MPs urge government to fund cladding removal

MPs urge government to fund cladding removal

A NUMBER of MPs have called on the government to ‘urgently release’ funds to ‘accelerate’ removal of combustible cladding on 54 social housing blocks and ‘dozens more’ private high rises.

In January, it was revealed that only three council owned high rises were the only such buildings nationwide to be reclad, out of 160 that failed the government’s fire safety tests. The government’s pace of response was attacked by Labour as ‘simply not good enough’, with the details having emerged amid the issues regarding councils requesting government funding assistance, and the government was accused in parliament of breaking its pledge to help councils with funding.

Four were reported to be set to receive funding, after an update from Tamara Finkelstein, the director general of building safety for the ministry of housing, communities and local government, saw her tell a parliamentary select committee that the department ‘has received inquiries from 36 councils about financial help’, but that ‘so far none have been approved’.

Following Chancellor Philip Hammond’s budget last year, the only fire safety investment was £28m to help victims of the Grenfell Tower fire, though he stated that ‘if any local authority cannot access funding to pay for essential fire safety work, they should contact us immediately’, and that ‘we will not let financial constraints get in the way of essential safety work’.

More recently, residents of the Citiscape complex in Croydon were told original developers Barratt Homes will pay for removal of flammable cladding, having previously been told they would have to pay £31,300 per flat to fund removal and replacement, and been ordered to pay after a tribunal decided against them.

Earlier this year, the New Capital Quay complex in Greenwich, found to have ‘multiple’ fire safety issues, saw residents concerned they would have to pay an estimated £20m to £40m bill, or around £20,000 to £40,000 per flat to resolve issues and remove cladding. Developers Galliard Homes planned to sue the National House Building Council (NHBC) over payment, while resident Cecile Langevin discovered her flat’s value had fallen from £475,000 to £50,000 as a result.

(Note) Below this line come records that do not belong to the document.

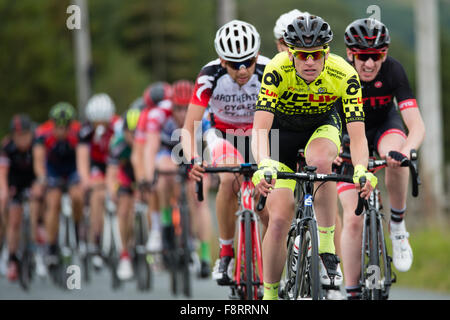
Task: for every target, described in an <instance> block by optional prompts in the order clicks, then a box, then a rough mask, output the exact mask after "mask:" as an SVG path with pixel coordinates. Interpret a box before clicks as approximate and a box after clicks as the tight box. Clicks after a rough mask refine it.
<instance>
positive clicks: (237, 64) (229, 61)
mask: <svg viewBox="0 0 450 320" xmlns="http://www.w3.org/2000/svg"><path fill="white" fill-rule="evenodd" d="M255 62H256V58H251V59H247V60H244V61H240V62H234V61H227V65H228V66H229V67H230V68H231V69H233V70H240V69H241V68H242V67H245V68H246V69H248V68H250V67H251V66H252V65H253V64H254V63H255Z"/></svg>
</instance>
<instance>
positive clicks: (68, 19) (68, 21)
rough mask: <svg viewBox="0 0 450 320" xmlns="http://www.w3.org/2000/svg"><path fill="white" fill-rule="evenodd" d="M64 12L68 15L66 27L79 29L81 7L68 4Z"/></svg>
mask: <svg viewBox="0 0 450 320" xmlns="http://www.w3.org/2000/svg"><path fill="white" fill-rule="evenodd" d="M66 13H67V14H70V16H69V17H68V18H67V19H66V27H67V29H69V30H80V29H81V9H80V7H79V6H77V5H74V4H72V5H70V6H68V7H67V9H66Z"/></svg>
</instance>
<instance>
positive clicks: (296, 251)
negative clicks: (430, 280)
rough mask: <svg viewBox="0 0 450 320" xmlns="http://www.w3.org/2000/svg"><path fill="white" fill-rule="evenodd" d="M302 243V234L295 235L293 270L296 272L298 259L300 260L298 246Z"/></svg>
mask: <svg viewBox="0 0 450 320" xmlns="http://www.w3.org/2000/svg"><path fill="white" fill-rule="evenodd" d="M299 245H300V236H296V237H295V241H294V246H293V251H294V255H293V257H292V271H293V272H294V273H295V272H296V271H297V260H298V247H299Z"/></svg>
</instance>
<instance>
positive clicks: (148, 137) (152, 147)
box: [144, 132, 161, 181]
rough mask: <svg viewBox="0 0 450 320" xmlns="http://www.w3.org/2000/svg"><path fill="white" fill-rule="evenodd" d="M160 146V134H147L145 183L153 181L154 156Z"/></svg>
mask: <svg viewBox="0 0 450 320" xmlns="http://www.w3.org/2000/svg"><path fill="white" fill-rule="evenodd" d="M160 146H161V134H160V133H159V132H149V133H147V138H146V139H145V148H144V159H146V161H145V164H144V167H145V178H146V180H147V181H153V179H154V174H155V164H156V154H157V153H158V150H159V147H160Z"/></svg>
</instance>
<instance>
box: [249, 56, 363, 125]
mask: <svg viewBox="0 0 450 320" xmlns="http://www.w3.org/2000/svg"><path fill="white" fill-rule="evenodd" d="M339 99H342V105H343V111H344V115H345V120H346V123H349V122H353V121H364V111H363V105H362V97H361V85H360V82H359V77H358V74H357V72H356V70H355V69H354V68H353V67H352V66H351V65H350V64H349V63H348V62H346V61H345V60H344V59H343V58H341V57H339V56H337V55H334V54H330V55H329V56H328V59H327V60H326V61H325V65H324V69H323V71H322V72H321V73H320V75H319V76H318V77H317V78H316V79H315V80H314V81H313V82H311V83H309V84H307V83H306V82H305V81H304V80H303V79H302V78H301V77H300V76H299V75H298V74H297V72H296V70H295V67H294V62H293V61H291V60H290V59H289V55H288V52H281V53H279V54H277V55H276V56H275V57H274V58H273V59H272V60H271V61H270V62H269V64H267V66H266V68H265V70H264V75H263V81H262V83H261V89H260V92H259V95H258V101H257V103H256V110H257V111H258V110H262V111H268V112H271V113H273V114H275V119H276V120H277V121H276V122H277V124H278V126H279V127H280V129H286V130H292V131H304V130H309V129H310V128H311V127H312V126H315V125H316V124H318V123H320V122H321V119H324V118H325V117H327V116H328V115H329V113H330V112H331V111H334V109H335V102H336V101H338V100H339Z"/></svg>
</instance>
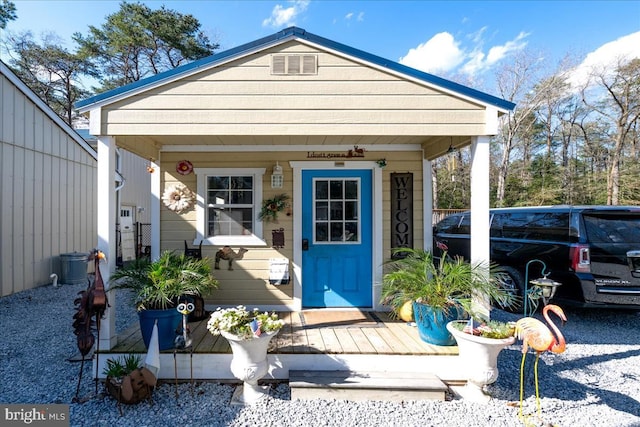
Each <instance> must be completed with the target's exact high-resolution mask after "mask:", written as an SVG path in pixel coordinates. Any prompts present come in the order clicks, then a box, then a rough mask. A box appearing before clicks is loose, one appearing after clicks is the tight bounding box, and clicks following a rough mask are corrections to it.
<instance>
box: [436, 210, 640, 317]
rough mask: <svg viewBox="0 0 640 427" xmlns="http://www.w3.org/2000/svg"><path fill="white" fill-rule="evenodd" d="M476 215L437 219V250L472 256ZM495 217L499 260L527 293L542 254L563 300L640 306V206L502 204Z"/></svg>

It later transpired that government body Homes England ‘agreed to virtually wipe out’ her loan, which ‘raises the prospect of multimillion-pound losses for the government scheme on any flat that goes into negative equity’. Residents of New Capital Quay are considering legal action against Galliard Homes over combustible cladding replacement costs.

In April meanwhile, residents of the Sesame apartments in Battersea were told they will have to pay individual bills of up to £40,000 to replace flammable cladding. The residents ‘fear they are trapped in unsellable homes’, with the freehold company claiming it was ‘not responsible for the costs’ as its duty was to the ‘unnamed pension fund which owned the freehold and on whose behalf the firm managed the building’.

The Guardian has now reported on the MPs’ call for the release of funds for cladding removal, with legal disputes over liability ‘holding up works’. The 44 MPs told the new Housing Secretary James Brokenshire that ‘our constituents […] need you to act now’, with only seven of the 304 buildings now confirmed to have completed works. The call also builds on the new evacuation guidance launched recently on evacuation by the National Fire Chiefs Council (NFCC).

The letter added that ‘nearly a year after Grenfell, not enough has been done to prevent another fire. There is overwhelming public support for action to protect these people from fire. Leaseholders facing unaffordable debt, unsaleable homes and who fear for their safety need help now. You cannot leave them living in limbo for years while the courts establish legal liability.

‘In the end this is about the protection of human life and the right of every family in this country to know their home is safe. We urge the government to accept responsibility for putting things right because no one else can.’